There is a hard wiring way to hold employees accountable. That usually involves performance plans, annual reviews, and other mechanisms that seldom align themselves toward attaining real results. Most people tie a negative connotation/emotion to performance plans and thus accountability because of the way they are used as crowbars for forcing people to do what is expected.
That doesn’t mean there shouldn’t be accountability. But there’s a soft wiring way to to do that. What is soft wiring for excellence? It’s about inspiring people to perform better today than yesterday, and better tomorrow than today. Aristotle stated: “We are what we repeatedly do. Excellence, then, is not an act, but a habit.”
Modeling excellence, sharing stories of success, walking in the shoes of your employees, teaching and recognizing performance are all great ways to help people achieve excellence through soft wiring. But you also need some way to identify whether you’re doing better today than yesterday. And you need some baseline to determine what you’re going to do today so that you’re better tomorrow than you are right now.

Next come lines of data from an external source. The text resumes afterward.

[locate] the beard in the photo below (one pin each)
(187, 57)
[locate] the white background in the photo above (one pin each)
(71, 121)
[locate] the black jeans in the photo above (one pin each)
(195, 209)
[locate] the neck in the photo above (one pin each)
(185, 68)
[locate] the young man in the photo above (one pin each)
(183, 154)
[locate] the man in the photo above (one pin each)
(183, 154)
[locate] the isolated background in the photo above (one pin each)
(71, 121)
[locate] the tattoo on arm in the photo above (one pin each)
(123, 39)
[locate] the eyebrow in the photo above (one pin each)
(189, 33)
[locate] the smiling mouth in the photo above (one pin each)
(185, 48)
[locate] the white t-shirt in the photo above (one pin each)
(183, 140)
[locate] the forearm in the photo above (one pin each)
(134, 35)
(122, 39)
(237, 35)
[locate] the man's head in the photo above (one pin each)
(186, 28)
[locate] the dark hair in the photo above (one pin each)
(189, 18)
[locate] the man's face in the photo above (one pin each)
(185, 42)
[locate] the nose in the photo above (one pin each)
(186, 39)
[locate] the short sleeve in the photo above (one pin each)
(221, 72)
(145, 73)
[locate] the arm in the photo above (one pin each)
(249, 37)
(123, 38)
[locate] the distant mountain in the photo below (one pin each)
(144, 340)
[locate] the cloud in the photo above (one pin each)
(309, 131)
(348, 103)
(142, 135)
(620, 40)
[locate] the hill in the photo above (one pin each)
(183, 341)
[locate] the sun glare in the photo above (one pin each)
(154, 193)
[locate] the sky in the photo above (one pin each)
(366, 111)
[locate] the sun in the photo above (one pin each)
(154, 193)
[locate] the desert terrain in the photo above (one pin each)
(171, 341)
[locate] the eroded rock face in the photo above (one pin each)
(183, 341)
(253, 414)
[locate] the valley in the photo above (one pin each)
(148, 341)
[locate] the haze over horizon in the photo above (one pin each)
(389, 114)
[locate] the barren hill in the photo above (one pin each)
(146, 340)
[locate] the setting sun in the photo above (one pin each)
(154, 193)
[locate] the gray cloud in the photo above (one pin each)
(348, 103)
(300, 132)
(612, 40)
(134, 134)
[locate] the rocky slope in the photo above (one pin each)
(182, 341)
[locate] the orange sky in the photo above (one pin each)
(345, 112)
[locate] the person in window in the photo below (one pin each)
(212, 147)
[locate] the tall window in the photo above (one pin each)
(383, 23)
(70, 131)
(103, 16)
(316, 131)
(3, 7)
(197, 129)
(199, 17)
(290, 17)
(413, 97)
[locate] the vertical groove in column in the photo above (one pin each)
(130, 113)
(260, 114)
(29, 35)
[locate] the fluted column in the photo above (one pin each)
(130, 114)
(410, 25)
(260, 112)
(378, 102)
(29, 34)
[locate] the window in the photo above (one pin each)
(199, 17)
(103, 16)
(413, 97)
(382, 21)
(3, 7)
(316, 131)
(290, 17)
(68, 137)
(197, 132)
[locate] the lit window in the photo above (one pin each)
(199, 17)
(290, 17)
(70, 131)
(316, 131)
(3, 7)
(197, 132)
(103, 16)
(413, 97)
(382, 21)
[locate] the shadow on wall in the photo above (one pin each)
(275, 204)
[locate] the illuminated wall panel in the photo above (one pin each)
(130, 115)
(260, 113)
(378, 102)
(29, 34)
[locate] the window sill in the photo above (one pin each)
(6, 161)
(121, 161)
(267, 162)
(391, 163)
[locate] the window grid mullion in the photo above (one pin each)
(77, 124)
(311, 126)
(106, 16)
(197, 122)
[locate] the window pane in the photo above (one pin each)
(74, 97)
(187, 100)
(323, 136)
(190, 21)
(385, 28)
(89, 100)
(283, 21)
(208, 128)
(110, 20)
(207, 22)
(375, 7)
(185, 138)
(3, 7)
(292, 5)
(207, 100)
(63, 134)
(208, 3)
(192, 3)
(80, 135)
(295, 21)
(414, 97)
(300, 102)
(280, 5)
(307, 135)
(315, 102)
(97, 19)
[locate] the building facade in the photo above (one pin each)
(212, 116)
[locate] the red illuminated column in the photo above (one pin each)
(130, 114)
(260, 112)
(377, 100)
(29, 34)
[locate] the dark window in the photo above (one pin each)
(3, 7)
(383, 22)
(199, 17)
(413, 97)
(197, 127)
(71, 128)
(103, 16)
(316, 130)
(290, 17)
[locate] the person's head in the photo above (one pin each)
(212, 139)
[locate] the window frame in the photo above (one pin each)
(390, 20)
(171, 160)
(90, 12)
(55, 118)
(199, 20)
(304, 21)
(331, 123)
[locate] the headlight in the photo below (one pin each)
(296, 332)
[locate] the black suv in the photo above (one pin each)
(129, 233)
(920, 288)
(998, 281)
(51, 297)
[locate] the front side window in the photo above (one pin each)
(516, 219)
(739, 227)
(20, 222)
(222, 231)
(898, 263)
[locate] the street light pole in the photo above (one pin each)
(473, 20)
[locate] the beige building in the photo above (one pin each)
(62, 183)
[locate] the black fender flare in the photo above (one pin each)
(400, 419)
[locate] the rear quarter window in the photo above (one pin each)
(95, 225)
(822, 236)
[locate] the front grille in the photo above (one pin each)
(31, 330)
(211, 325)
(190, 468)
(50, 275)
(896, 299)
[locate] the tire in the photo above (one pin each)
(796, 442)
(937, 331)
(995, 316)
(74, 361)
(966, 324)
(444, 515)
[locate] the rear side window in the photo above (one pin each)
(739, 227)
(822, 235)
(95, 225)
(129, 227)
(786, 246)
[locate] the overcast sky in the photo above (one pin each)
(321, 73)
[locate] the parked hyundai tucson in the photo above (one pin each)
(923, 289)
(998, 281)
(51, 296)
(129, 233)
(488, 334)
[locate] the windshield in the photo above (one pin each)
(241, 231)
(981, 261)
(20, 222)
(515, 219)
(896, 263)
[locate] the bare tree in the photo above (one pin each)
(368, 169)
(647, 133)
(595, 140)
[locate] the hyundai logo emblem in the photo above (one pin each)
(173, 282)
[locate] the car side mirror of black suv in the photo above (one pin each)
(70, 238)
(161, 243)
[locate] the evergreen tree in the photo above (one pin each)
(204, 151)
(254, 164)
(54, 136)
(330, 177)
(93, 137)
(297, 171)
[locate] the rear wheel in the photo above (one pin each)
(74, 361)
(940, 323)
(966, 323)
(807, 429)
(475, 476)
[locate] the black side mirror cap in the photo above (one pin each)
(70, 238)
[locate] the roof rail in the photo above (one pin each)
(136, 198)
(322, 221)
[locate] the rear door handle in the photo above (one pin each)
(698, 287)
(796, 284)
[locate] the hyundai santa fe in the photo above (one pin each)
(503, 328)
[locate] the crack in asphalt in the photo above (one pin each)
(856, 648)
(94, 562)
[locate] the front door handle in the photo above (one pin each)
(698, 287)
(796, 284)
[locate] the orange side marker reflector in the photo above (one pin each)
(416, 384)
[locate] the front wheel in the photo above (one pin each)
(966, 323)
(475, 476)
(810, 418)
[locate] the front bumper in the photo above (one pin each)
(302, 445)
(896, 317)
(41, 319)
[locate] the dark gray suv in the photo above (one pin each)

The best approach is for employees and individual teams throughout the organization to identify simple measures quantitatively and/or qualitatively that they can use to improve performance each and every day. What gets measured gets improved. There are often lots of measures in place in the organization, but few of those measurements are in the hands of the front line in such a way that they can create any tangible consequence toward improvement. Ideal is to have teams through their own efforts to identify those things they can do to improve. Those goals should be inclusive of important/non urgent actions they will take, not just a focus on matters that are urgent. Let them row, let them figure out the best way to row, and let them see the results of that rowing through their own measures.
Every day you must soft wire for accountability. It will create results. It will lead to excellence.